Фильм «Фрау» — это такая поэма о Перми. Я выбирала для съёмок те локации, где сохранились фрагменты моего детства. Меня интересовали старые дворики Мотовилихи и Закамска; неожиданно для меня в Балатово нашлись такие дворы, где дети до сих пор ещё играют в подвижные игры, где сохранились турники, карусельки такие тяжёлые, железные, палисаднички…

— Фантастика!

— Я охотилась за такой вневременной фактурой. Это не моя прихоть, а прихоть главного героя, который очень-очень любит всё старинное, — это такой романтичный герой в теле довольно брутального парня.

Для одной сцены мне нужен был парк аттракционов. Горьковский парк не подошёл, потому что он недостаточно старенький в нужном мне смысле, и поэтому мы снимали в Закамске.

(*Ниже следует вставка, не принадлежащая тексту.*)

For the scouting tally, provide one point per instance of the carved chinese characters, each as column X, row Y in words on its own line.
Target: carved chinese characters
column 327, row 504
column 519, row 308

— Вы довольны работой в Перми?

— Мне очень хочется, чтобы люди об этом узнали: вся московско-питерская часть съёмочной группы в восторге от пермской. Когда кино снимается в экспедиции и администрация на месте набирает нужных людей, это всегда непросто и в некотором смысле опасно. Ты же не знаешь местный рынок труда, а в Перми съёмки начали проходить систематически не так давно, это рынок не такой уж большой: ты не можешь выбрать ассистента из пяти, скажем, кандидатур — есть два человека или вообще один, который это умеет делать. Мы доверились рекомендациям Пермской кинокомиссии, и в кастинге пермской части группы не было ни одного провала.

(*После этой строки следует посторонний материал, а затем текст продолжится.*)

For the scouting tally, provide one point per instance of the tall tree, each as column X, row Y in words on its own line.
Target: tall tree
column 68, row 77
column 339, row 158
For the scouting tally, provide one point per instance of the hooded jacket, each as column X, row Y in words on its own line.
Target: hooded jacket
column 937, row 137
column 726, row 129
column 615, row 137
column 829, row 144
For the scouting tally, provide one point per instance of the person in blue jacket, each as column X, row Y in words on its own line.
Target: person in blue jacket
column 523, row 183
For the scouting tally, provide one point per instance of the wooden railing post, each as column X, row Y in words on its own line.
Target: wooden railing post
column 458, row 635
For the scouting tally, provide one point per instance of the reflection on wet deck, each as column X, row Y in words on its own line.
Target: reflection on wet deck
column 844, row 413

Ещё в Перми очень классная массовка, а классная массовка — это редкость! В Москве люди, которые постоянно работают в массовке, у которых это основной источник дохода, как правило, не совсем в себе. Ну, то есть человек добровольно выбирает изо дня в день часами сидеть в гриме-костюме в нужной позе или ходить туда-сюда по улице, скучая и в дубле, и особенно между дублями. Поэтому профессиональная массовка обычно очень уставшая, для неё съёмки в кино — это рутина, и в кадре это очень видно. В «Дунае» мы принципиально не использовали профессиональную массовку, а звали знакомых, которые никогда в кино не снимались, им было интересно, в этом была какая-то энергия.

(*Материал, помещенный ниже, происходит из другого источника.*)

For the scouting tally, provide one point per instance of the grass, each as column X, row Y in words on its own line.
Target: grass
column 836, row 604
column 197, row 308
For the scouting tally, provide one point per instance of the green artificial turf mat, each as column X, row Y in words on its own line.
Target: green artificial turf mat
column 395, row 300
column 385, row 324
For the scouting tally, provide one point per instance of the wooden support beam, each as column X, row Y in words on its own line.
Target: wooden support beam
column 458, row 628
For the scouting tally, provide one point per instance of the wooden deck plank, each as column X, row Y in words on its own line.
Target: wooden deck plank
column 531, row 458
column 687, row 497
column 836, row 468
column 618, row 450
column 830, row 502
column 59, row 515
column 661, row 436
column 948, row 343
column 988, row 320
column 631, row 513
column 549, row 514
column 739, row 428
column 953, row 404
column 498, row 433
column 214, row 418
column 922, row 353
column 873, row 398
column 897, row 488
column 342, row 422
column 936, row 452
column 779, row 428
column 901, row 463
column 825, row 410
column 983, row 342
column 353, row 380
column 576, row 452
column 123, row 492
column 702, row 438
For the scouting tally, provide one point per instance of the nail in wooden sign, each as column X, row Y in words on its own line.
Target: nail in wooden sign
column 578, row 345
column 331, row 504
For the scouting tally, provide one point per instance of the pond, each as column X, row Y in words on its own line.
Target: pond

В фильме «Фрау» есть массовая сцена свадьбы, и я очень за неё переживала. Там полсотни гостей разных возрастов и типажей, и я физически не смогла бы закрыть все позиции знакомыми пермяками. То есть я изначально была обречена на массовку, на 50 не знакомых между собой людей, которые просто сидят за столом 12 часов, и иногда их заставляют плясать, чокаться, всё такое… Откуда там взяться энергии веселья? Но пермский бригадир массовки собрал невероятно энергичную и разношёрстную компанию в диапазоне от 20 до 60 лет, они все перезнакомились и начали по-настоящему органично веселиться на свадьбе.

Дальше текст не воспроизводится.